Unfortunately, the weather was too cool and the early spring brassica bed
was nowhere near as successful as it had been in 2016 (pictured above)

The fall temps, however, were warm and even HOT in late September with some days in the 30’s (86F+).  There was a very light, barely there frost on Oct. 1st but then the warm weather returned and continued for a few more weeks with the first killing frost not arriving until the end of October.

A basket of tomatoes in late September...
and the harvests continued until the end of October!

I was also away 3 times over the summer which not only had an impact on the Area #1/west border expansion, but also on maintaining the veg beds and harvesting.  The good news is that a lot was still accomplished.  I was able to keep up with the maintenance needed on most of the old borders that had been cleaned up in 2016 and I still made good progress in the west border.

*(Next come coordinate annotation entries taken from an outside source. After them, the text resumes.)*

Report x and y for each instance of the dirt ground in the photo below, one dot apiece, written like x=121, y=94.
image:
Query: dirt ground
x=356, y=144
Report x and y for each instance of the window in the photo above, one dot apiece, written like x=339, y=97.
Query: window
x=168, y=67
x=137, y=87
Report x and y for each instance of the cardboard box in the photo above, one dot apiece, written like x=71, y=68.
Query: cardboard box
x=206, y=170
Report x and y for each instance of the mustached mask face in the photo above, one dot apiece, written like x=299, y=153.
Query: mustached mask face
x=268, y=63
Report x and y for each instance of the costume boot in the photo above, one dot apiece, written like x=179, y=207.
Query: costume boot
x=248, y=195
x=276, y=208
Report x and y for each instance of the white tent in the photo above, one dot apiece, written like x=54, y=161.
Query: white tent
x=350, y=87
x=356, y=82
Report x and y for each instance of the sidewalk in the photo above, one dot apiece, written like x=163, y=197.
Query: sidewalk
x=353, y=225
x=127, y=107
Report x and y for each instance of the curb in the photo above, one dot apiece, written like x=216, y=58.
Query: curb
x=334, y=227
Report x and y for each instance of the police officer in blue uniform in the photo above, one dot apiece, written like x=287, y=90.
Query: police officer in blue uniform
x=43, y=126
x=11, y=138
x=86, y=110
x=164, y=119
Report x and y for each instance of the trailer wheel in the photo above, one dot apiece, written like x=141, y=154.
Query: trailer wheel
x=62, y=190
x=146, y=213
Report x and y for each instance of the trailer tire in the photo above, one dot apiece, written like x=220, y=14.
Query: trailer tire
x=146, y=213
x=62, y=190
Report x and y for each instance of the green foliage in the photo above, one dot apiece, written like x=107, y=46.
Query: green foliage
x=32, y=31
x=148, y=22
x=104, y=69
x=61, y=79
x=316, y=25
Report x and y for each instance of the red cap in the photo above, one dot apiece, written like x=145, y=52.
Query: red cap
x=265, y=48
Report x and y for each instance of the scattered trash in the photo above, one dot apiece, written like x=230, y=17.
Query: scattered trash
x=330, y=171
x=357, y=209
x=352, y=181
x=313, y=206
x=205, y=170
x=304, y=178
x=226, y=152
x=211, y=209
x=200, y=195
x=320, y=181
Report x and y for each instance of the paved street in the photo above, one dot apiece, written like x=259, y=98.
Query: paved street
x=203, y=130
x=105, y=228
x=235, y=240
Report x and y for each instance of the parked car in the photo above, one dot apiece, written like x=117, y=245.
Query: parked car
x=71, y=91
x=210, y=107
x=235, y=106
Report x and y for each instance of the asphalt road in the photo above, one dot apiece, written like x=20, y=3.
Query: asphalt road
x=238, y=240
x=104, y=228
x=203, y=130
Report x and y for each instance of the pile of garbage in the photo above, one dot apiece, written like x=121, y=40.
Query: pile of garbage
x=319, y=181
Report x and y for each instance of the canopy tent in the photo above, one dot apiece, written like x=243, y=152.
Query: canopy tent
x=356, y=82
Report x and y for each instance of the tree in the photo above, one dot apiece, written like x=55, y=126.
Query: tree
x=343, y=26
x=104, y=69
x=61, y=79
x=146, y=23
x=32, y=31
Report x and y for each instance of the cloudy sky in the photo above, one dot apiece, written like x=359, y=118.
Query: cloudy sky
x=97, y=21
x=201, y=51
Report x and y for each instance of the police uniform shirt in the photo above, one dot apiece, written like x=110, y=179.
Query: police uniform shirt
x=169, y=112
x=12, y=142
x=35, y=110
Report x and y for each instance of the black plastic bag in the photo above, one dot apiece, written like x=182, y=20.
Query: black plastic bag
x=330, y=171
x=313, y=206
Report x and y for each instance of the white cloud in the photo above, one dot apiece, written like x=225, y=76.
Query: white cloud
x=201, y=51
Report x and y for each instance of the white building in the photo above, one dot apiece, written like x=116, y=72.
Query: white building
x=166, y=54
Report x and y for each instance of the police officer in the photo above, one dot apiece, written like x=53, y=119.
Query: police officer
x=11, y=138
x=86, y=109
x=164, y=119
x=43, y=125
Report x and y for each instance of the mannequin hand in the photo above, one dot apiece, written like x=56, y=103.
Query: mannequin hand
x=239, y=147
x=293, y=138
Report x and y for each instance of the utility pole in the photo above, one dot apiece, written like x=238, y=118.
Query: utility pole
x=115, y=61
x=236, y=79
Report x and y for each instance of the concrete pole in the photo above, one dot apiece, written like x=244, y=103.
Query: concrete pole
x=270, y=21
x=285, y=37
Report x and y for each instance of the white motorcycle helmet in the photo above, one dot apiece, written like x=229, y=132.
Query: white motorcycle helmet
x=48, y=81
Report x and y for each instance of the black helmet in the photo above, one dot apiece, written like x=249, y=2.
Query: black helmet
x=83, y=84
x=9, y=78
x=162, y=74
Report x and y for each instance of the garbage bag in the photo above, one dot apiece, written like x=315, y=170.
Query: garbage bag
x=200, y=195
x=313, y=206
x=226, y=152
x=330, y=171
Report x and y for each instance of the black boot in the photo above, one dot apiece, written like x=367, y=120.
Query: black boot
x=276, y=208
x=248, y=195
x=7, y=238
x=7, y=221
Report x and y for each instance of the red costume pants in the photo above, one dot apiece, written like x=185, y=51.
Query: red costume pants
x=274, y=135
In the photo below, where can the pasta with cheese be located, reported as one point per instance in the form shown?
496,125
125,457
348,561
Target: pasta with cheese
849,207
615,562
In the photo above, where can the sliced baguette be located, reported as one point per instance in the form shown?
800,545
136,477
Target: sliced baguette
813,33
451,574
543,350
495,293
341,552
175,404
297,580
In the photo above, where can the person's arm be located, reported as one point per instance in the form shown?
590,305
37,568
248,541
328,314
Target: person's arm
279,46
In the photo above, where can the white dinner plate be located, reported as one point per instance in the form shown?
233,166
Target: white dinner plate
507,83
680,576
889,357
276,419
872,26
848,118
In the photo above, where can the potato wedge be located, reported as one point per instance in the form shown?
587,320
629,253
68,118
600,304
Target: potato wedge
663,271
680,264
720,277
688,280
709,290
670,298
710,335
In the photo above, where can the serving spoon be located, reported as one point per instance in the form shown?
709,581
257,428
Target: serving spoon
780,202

So how much did I harvest in 2017?  The numbers revealed, first in grams:


And now in pounds:


We did harvest shelling peas, but I completely forgot to weigh them (hence the highlighted box). There are a couple of bags buried in the freezer so once I dig those up, I’ll be adding them to the tally.

Veg harvests are down in 2017 over 2016, with decreases in every single category except for asparagus, collards, dried beans & favas, broccoli, garlic & scapes, snap peas, potatoes, rapini and shallots.  That’s it.  Out of over 40 different veg, only 11 saw an increase in yield.

Broccoli ('Arcadia')
One of the few winners this year

Of course, sometimes, the decreases are planned – for example, this year I reduced the number of tomato plants that I grew from 26 to 24.  Carrots were another example of a planned decrease.  I found that the fall harvested carrots grew too large if sown in the spring so this year, I sowed 1/3 of the bed in the spring for late summer/early fall harvest and the rest of the bed (for winter storage carrots) was sown in early summer.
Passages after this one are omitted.